1. **The market is crowded with mature alternatives.** ScreenConnect, TeamViewer, RDP, AnyDesk, Splashtop, Apple Remote Desktop, NinjaOne Remote, Atera — all are in regular daily use. The feature is *expected*, not *novel*.
2. **TATER's wedge isn't remote control.** TATER's value is compliance scanning, automated remediation, GRC, and federal pipeline. Adding a mediocre remote-control feature wouldn't meaningfully shift positioning vs. the dedicated tools.
3. **The two capabilities we DO ship — remote scripted execution + one-way screen view — cover most "I just need to see what's on the screen and run a fix" cases without the operational + legal overhead of real input injection** (consent prompts, session recording for audit, NIST 800-53 AC-17/AT-3 documentation, etc.).
4. **The right time to build it** is when a customer is willing to pay for it specifically, OR when the federal/DoD pipeline customers ask for it as part of an ATO compliance package and we can scope the consent + session-recording requirements correctly.

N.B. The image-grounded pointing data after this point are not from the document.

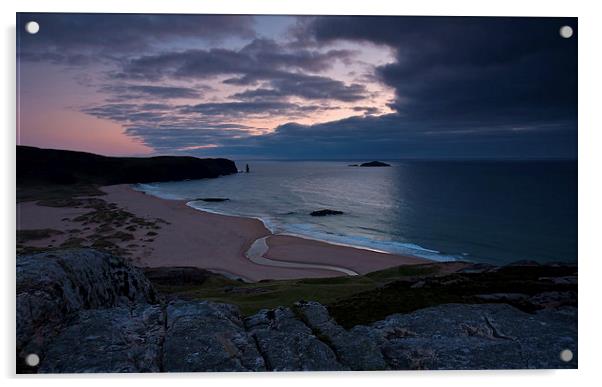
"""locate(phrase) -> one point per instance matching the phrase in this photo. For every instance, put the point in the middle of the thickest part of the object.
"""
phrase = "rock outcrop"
(375, 164)
(86, 311)
(37, 166)
(326, 212)
(53, 287)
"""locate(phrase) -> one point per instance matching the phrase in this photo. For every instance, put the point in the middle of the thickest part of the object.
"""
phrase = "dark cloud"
(307, 87)
(392, 137)
(479, 69)
(260, 59)
(253, 109)
(65, 37)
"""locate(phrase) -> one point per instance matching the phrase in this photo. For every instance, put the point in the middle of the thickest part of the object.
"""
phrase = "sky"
(308, 87)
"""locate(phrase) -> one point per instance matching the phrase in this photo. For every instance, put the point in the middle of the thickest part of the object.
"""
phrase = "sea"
(494, 212)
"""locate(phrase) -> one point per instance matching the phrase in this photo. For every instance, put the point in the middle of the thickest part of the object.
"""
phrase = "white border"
(590, 192)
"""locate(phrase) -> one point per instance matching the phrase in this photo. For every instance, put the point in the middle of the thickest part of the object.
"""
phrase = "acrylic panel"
(209, 193)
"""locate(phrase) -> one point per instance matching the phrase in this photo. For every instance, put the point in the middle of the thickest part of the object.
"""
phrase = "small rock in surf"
(375, 164)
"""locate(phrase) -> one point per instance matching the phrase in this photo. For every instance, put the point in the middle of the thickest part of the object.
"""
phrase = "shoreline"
(221, 242)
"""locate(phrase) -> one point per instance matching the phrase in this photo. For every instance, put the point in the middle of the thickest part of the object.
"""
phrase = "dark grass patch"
(54, 193)
(405, 296)
(24, 236)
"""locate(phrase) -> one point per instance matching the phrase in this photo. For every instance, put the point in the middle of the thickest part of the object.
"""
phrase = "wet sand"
(218, 242)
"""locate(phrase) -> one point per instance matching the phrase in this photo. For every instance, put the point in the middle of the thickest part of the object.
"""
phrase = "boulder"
(212, 200)
(358, 352)
(485, 336)
(205, 336)
(287, 344)
(375, 164)
(326, 212)
(119, 339)
(53, 286)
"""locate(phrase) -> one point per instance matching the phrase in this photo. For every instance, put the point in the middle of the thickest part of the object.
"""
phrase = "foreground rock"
(287, 344)
(54, 286)
(119, 339)
(355, 351)
(205, 336)
(326, 212)
(86, 311)
(486, 336)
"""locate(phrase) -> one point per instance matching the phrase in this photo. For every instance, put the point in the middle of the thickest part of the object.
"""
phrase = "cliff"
(50, 166)
(85, 311)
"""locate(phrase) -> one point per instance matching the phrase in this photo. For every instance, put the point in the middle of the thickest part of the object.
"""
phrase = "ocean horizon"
(488, 211)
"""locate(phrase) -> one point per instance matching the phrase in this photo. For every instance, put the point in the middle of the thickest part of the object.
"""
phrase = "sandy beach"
(189, 237)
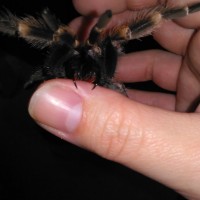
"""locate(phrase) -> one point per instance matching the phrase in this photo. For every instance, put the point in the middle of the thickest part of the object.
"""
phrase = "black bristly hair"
(93, 60)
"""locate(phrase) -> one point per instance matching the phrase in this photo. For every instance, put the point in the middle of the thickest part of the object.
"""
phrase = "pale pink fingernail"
(56, 106)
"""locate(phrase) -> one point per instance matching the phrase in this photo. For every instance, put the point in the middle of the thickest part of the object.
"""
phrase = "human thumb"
(149, 140)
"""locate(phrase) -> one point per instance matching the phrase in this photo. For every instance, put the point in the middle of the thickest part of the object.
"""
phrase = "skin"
(151, 133)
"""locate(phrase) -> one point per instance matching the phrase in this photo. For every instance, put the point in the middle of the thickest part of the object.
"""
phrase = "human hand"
(143, 133)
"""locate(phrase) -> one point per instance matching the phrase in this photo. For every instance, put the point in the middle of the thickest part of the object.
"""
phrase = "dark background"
(35, 164)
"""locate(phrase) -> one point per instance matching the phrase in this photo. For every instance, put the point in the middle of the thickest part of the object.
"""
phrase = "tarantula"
(93, 60)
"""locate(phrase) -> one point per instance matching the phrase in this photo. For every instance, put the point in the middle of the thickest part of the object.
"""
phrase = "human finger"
(159, 66)
(160, 144)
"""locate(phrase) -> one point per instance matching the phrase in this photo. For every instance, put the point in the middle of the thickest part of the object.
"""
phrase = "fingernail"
(56, 106)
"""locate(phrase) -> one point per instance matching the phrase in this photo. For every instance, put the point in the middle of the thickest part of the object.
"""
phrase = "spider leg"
(41, 32)
(146, 21)
(53, 67)
(99, 26)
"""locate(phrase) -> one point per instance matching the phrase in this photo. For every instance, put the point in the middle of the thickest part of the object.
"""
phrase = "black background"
(35, 164)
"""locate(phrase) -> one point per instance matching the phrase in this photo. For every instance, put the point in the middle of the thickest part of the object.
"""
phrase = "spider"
(93, 60)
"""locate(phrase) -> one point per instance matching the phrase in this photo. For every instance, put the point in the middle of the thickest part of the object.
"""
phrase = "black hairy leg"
(93, 60)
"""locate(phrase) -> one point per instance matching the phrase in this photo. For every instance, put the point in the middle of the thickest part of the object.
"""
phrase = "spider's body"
(93, 60)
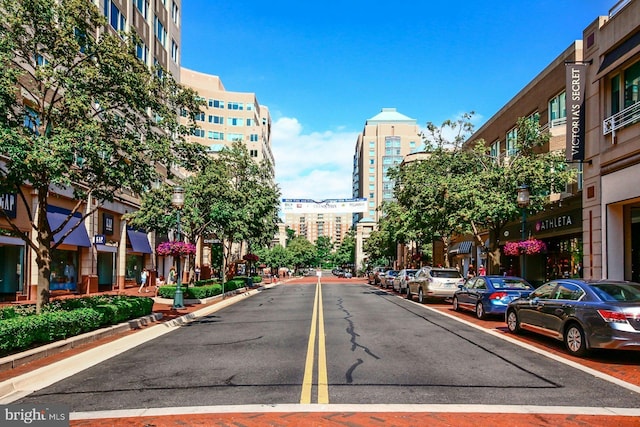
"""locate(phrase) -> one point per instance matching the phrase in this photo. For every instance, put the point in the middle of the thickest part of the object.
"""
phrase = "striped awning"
(461, 248)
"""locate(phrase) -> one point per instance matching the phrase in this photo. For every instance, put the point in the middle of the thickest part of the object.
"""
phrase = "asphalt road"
(377, 349)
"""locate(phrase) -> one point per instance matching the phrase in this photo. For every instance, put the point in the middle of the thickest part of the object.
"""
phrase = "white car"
(431, 282)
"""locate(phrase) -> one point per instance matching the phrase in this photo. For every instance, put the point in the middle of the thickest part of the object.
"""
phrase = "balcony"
(624, 118)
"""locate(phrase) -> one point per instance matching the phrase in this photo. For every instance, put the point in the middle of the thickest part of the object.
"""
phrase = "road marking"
(361, 408)
(317, 324)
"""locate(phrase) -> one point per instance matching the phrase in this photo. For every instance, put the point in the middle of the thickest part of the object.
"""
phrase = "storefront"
(138, 247)
(65, 258)
(561, 232)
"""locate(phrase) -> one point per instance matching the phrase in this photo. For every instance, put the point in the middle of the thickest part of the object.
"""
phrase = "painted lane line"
(323, 386)
(307, 382)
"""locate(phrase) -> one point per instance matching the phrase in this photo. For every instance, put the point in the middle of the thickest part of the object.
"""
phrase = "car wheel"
(513, 324)
(575, 341)
(480, 314)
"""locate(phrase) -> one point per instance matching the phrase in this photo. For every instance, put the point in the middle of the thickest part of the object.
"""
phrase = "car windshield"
(510, 284)
(625, 292)
(446, 274)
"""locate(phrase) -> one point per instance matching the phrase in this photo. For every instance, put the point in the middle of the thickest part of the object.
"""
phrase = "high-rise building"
(230, 116)
(157, 23)
(387, 137)
(313, 225)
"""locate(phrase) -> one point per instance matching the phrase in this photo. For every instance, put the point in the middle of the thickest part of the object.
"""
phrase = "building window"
(631, 85)
(160, 31)
(114, 16)
(512, 139)
(558, 110)
(494, 151)
(235, 106)
(142, 52)
(143, 7)
(175, 13)
(174, 51)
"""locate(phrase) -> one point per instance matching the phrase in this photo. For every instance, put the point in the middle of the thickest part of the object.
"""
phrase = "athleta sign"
(575, 81)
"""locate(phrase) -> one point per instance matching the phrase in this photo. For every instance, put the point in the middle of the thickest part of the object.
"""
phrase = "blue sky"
(324, 68)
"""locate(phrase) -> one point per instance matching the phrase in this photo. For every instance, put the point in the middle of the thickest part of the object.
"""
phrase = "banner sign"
(575, 87)
(329, 205)
(8, 204)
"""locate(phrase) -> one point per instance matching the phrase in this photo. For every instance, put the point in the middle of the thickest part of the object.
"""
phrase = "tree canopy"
(80, 112)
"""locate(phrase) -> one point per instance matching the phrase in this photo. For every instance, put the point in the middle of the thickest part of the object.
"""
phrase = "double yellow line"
(317, 323)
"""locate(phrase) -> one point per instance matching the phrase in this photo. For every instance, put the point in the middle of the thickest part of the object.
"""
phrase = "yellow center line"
(317, 324)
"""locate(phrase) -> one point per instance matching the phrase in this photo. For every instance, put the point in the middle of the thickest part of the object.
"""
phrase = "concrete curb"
(14, 360)
(22, 385)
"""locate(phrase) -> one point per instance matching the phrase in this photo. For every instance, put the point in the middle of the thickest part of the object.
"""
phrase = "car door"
(464, 294)
(530, 311)
(561, 306)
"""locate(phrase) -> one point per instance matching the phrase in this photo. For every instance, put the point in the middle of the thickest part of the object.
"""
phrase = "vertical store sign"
(575, 81)
(8, 204)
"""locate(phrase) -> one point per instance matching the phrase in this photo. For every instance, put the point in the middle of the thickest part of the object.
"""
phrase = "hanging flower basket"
(176, 249)
(251, 257)
(526, 247)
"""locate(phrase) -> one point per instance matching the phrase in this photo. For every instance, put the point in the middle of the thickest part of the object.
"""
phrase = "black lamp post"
(524, 201)
(177, 200)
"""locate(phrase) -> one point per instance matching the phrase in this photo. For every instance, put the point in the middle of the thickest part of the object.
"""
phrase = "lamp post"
(177, 200)
(523, 202)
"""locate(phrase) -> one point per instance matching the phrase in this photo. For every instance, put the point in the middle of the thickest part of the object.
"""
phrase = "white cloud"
(313, 166)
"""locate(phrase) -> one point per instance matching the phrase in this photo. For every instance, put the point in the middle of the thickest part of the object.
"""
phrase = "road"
(335, 344)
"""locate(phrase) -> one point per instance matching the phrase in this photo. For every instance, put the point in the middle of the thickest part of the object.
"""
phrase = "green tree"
(345, 254)
(80, 112)
(302, 253)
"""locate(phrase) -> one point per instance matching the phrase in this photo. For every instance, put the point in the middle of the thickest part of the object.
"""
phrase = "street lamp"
(524, 201)
(177, 200)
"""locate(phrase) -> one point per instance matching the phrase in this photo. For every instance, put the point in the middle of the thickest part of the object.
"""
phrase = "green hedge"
(21, 328)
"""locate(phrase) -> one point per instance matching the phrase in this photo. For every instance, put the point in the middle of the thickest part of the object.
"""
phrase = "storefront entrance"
(635, 244)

## Recommended interim positioning

Per `Docs/TATER-Complementary-Stack.md`, TATER positions ScreenConnect / TeamViewer / NinjaOne Remote as **complement, not replace**. Customers typically have a remote-support tool already; TATER doesn't need to displace it. The two we ship (scripted execution + screen view) handle the diagnostic and remediation work TATER agents do daily; the customer's existing remote-support tool handles the genuinely interactive sessions.

## Decision log

- **2026-05-06** — Phase 3 one-way screen capture shipped. Interactive remote control deferred. This document captures the scoping plan; revisit when a customer specifically requests it or when the broader market position shifts.